Eu posso estar entendendo isso completamente errado, mas me disseram que havia cerca de 180.000 americanos antes da chegada dos nazistas. Dois mil ficaram para trabalhar no hospital e na embaixada. Os afro-americanos preferiram especialmente ficar em Paris, mesmo sob controle nazista, do que ter que voltar para os Estados Unidos e lidar com os abusos raciais com os quais tiveram que lidar naquele período de tempo. Eles nem eram cidadãos de segunda classe naquele momento. Em Paris, eles descobriram que eram tratados como seres humanos. Lendo sobre o hospital americano, o que exatamente eles fizeram e quem eram essas pessoas. Que geração incrível de pessoas. Eles eram tão corajosos e resistiram da maneira que podiam e realmente resistiram.

BBC: Isso fez você se interessar ou pensar em seu próprio histórico familiar para a guerra?

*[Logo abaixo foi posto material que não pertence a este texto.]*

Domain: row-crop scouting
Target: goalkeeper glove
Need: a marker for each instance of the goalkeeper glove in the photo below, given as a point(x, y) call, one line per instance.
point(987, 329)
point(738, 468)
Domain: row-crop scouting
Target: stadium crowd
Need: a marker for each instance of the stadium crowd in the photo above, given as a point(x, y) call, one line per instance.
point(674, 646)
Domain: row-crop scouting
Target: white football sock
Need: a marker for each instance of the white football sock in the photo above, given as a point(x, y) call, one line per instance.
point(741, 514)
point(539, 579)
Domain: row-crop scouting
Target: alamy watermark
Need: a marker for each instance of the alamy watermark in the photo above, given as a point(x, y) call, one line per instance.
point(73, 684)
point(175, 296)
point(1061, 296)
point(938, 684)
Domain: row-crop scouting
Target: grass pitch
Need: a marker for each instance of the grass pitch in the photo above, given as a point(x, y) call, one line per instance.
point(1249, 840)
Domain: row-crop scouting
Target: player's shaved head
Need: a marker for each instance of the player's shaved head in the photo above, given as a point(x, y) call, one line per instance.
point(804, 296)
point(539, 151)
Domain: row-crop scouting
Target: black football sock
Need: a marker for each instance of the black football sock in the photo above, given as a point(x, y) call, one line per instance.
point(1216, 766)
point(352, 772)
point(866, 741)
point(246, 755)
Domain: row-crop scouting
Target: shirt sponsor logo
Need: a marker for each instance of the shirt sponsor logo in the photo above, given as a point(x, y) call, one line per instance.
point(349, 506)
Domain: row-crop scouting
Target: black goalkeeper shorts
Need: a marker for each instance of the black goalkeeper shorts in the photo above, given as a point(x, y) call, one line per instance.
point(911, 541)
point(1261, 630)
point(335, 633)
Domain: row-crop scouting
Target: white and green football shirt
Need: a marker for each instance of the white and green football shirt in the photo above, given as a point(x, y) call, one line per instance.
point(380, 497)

Brian: Meu grande bisavô (o pai da mãe de meu pai) estava na Marinha no Pacífico na Segunda Guerra Mundial. Na verdade, ele era boxeador e acho que venceu o campeonato de boxe da Marinha. Ainda temos a fivela em algum lugar da minha família. Até onde eu sei, minha árvore genealógica faz coisas realmente estranhas na Segunda Guerra Mundial, mas ele é o único que eu conheço que lutou na guerra. Na verdade, eu tenho que ler algumas cartas que minha avó ainda tem que ele escreveu para sua esposa e filhos quando ele estava no exterior, e é fascinante saber que sua família fez parte dessa guerra.